泣き明かしたその目は、既に真っ赤になっていた。


「そもそも、自分が何なのか分かってるヤツなんていませんし。大概«偽物»で、大体«詐欺師»ですし。僕に言わせりゃあ、むしろ«本物»なんていねーよって感じなんですけどね。」


「それでもあなたが自分を駄目だと思うなら、自身の存在をあくまで欺瞞であり、あくまで虚偽であると思ってしまうなら、まあ────そうだな。」


「僕と友だちになりませんか」


「……何言ってんの。そんなこと、あっていいわけないじゃん。」

彼女の涙ぐんだ声は、いつの間にか怒りを増していた。


「そうなんですかね。知りませんけど。でも世話係とか監視人とかより、«蝋燭»の友だちって方がよっぽどいいんじゃないですか?少なくとも、僕は困った時にあなたを必要としたい。」


「言葉でしか定義できなくても、存在としてのあなたを必要としたい。」


「…………………。」

不明里は黙り込み、それから赤く腫らした瞳を擦って顔を伏せた。


「まあ、先輩だろうと友だちであろうと何だろうと、いずれにせよ今の僕にはあなたが必要ですし。じゃあ僕のための証子さんでいてくださいよ。」

火上忍はその場で思いつくだけの『それらしい言葉』を列挙した。

空洞の少年、己の気持ちが分からない以上、人の気持ちなど分かるはずもない──しかしだからこそ彼は遠慮なくものを言うことができるし、適当に誤魔化すことも繕うことも可能だ。

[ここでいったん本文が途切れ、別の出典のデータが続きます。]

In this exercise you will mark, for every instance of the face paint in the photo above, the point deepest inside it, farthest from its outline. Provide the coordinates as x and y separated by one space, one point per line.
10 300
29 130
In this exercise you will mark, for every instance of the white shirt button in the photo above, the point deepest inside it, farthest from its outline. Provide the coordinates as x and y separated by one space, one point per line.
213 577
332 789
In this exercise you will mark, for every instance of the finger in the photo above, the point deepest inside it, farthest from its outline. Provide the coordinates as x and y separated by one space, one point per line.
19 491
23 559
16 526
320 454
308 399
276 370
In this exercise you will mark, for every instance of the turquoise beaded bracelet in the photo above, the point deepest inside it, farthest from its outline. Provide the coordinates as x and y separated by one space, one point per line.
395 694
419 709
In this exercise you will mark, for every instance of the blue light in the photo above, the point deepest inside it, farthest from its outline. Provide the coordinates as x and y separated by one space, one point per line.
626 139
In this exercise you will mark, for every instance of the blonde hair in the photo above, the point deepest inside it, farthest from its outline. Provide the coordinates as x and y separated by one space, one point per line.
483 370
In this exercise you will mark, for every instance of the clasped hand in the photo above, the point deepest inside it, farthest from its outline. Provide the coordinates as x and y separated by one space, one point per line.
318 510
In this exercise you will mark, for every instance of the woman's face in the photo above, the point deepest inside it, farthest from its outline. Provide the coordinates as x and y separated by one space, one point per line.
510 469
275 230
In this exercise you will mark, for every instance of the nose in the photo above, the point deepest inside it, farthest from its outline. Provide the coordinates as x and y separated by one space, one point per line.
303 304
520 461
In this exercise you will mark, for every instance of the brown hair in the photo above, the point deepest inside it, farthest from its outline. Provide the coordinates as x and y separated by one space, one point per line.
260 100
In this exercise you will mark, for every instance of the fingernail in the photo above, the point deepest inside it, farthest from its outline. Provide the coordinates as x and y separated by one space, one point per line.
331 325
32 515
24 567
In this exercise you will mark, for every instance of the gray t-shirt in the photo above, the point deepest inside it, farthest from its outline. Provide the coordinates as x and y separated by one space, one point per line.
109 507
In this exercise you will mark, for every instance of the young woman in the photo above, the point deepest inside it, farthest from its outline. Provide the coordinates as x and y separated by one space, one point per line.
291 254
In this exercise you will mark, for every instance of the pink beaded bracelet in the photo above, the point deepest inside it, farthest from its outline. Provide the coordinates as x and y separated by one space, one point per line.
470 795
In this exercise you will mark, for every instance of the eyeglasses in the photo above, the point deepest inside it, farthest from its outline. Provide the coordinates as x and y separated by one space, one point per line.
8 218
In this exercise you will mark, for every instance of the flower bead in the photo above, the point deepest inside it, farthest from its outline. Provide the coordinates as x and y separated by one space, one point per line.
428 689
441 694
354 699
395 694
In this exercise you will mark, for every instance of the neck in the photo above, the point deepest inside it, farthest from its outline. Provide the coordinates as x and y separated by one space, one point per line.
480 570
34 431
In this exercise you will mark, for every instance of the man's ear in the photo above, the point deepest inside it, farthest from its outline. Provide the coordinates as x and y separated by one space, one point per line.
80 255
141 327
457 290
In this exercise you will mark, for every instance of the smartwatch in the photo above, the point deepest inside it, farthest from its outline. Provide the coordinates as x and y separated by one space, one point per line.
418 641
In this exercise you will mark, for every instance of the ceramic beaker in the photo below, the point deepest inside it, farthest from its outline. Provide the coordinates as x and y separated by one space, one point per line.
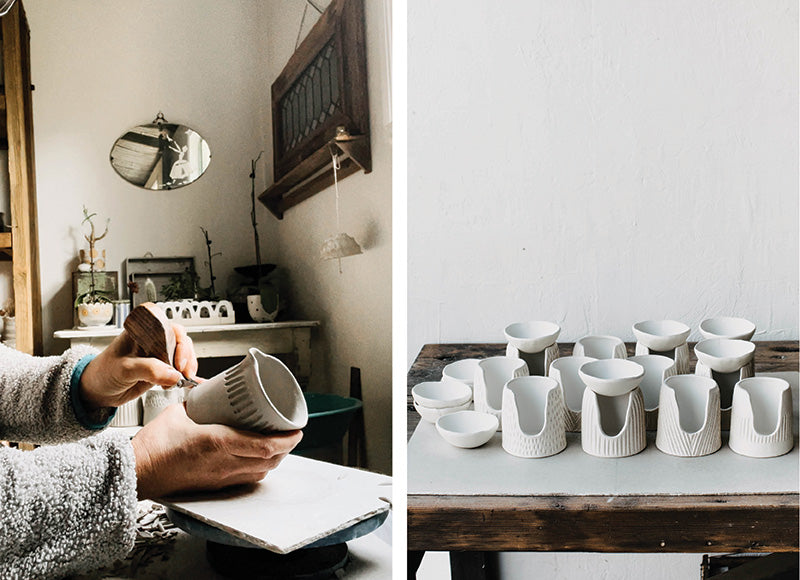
657 369
600 347
533 417
761 417
689 416
565 372
258 394
490 378
534 342
664 337
613 426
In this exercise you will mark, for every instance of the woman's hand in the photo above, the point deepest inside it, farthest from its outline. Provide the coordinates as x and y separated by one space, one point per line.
173 454
117 375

しかし彼が不明里を不憫だと憐れんだその心は多分«偽物»なんかではないのだから、これだけ言って断られてしまったら素直に諦めようと火上忍は思っていた。


「…………ほんとに、何言ってんの、きみ」


「────ほんと、おかしいよ……うっ、うう…っ。」


「……まあ、自覚はありますけど」


「うわあああああああああああああああああああああああああん」

彼女は泣いた。

既に涸れ果てたかと思った涙をまた流し、彼女は顔も隠さず泣いた。

声を上げて。

泣いた。


「ほら、泣かないでくださいよ……いや、いっそ泣いてもいいですけれど。」

それから彼女──本物の«偽物»・不明里 証子が泣き止むまで、火上忍はずっと傍にいた。

何も言わず。

何もせず。

もう彼女を羨望することもなかったし、自分を蔑むこともなかった。

およそ数時間に亘って、ある一人の不幸な彼女が過去の痛みを拭い去るのをひたすらに聞いていた。

友だちとして。

仲間として。

ただ時折ハンカチを差し出してやったり、飲み物を買ってきたりしてやる分だけ、火上忍も空洞とはいえ空虚ではない──それなりに人間であるということか。